9. Fibrosis of the Kidney: Mechanisms of Progression and Its Regulation

Takashi Wada
Division of Blood Purification, Kanazawa University Hospital, Kanazawa, Japan

Progressive fibrosis is a common pathological finding in various organs, resulting in organ failure. Recently, bone marrow-derived fibrocytes, which express leukocyte markers as well as mesenchymal markers, have been shown to rapidly enter sites of tissue injury and contribute to the pathogenesis of various fibrotic diseases. We have uncovered that fibrocytes migrate into the kidney in response to chemokine system and contribute to kidney fibrosis in mice.

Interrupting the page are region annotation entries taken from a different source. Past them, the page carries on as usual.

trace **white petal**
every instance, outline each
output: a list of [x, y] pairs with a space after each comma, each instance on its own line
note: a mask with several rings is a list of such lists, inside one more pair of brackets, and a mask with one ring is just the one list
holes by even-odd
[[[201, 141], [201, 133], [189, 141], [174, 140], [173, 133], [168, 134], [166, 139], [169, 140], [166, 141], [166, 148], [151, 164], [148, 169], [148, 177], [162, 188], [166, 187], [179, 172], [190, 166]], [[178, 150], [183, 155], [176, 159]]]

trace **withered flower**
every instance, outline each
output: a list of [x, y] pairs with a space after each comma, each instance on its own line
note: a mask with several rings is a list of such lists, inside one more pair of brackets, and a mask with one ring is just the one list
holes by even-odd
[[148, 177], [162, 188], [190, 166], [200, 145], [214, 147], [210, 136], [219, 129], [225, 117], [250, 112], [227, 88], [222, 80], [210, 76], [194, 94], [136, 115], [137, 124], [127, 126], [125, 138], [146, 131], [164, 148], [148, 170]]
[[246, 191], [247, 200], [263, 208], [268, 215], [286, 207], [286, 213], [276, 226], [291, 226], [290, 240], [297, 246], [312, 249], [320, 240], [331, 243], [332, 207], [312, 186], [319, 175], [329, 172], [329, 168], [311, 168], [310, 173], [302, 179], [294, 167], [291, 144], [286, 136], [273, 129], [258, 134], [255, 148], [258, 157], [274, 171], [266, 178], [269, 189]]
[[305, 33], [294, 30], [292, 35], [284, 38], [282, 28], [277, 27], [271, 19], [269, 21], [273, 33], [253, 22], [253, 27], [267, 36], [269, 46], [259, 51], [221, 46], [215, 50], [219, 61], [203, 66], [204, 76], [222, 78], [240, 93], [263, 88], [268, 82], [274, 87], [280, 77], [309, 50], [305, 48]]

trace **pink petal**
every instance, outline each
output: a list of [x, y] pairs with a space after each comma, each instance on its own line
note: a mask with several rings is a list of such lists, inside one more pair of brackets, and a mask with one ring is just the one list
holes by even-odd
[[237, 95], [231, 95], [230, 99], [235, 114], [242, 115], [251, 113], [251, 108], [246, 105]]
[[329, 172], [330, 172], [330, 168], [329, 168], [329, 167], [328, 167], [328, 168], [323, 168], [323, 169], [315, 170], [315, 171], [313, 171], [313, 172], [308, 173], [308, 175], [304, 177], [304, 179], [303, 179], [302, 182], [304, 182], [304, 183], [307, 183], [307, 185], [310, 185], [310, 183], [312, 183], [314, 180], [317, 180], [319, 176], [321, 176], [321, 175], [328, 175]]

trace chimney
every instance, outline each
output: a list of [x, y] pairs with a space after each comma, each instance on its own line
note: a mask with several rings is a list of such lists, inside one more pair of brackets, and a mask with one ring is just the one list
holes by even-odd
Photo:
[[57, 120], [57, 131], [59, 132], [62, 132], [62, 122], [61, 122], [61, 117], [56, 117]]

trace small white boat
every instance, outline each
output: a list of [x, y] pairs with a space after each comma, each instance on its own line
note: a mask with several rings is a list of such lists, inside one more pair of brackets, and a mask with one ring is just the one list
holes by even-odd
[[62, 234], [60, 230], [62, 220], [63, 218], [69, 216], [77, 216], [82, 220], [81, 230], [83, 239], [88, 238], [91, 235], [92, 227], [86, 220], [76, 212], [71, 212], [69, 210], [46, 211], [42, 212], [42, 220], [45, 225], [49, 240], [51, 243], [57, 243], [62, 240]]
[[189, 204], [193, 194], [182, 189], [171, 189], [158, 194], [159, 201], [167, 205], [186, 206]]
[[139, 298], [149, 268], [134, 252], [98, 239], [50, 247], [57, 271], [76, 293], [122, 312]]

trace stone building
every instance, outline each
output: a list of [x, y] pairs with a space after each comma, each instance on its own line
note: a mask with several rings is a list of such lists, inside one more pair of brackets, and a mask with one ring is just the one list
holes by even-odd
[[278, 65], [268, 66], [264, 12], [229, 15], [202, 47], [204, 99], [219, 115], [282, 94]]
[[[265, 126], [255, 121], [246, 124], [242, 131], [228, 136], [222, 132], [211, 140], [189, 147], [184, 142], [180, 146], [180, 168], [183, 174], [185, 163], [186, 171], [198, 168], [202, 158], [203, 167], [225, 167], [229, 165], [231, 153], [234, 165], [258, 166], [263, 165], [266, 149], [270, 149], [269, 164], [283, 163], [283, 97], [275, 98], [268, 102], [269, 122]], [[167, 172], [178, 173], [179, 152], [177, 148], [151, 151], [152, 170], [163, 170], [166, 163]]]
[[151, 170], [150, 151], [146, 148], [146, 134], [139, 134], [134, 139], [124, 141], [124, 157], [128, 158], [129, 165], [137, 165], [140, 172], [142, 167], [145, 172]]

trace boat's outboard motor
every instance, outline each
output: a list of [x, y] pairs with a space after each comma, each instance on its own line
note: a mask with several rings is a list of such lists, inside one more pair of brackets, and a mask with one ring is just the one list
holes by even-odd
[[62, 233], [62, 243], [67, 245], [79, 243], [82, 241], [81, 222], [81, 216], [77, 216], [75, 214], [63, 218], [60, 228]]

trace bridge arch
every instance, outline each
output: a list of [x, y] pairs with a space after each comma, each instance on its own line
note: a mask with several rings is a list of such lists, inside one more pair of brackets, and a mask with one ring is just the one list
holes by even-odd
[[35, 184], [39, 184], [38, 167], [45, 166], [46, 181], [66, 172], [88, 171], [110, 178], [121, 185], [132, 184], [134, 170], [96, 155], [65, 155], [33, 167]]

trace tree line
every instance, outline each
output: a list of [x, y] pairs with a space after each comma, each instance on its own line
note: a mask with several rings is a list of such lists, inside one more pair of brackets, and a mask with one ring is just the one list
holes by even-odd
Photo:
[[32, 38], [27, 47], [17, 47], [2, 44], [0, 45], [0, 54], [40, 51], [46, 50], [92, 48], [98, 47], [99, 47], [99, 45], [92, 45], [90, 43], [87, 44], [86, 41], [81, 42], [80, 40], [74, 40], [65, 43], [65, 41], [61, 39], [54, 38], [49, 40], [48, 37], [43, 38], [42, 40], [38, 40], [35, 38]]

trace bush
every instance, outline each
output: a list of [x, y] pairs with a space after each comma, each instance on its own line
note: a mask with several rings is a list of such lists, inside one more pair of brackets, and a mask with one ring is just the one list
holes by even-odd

In addition, the blockade chemokine system, such as CCL21/CCR7 signaling pathways reduced kidney fibrosis. Furthermore, fibrocytes may be involved in the progression of human kidney diseases, especially in fibrosis. Receptor signaling for angiotensin II, AT1 receptor/AT2 receptor may contribute to the pathogenesis of kidney fibrosis by at least two mechanisms: (1) by regulating the number of fibrocytes in bone marrow, and (2) by activation of fibrocytes. Thus, these findings suggest that fibrocytes contribute to the pathogenesis of kidney fibrosis, indicating that regulating fibrocytes may provide a novel therapeutic benefit for kidney fibrosis.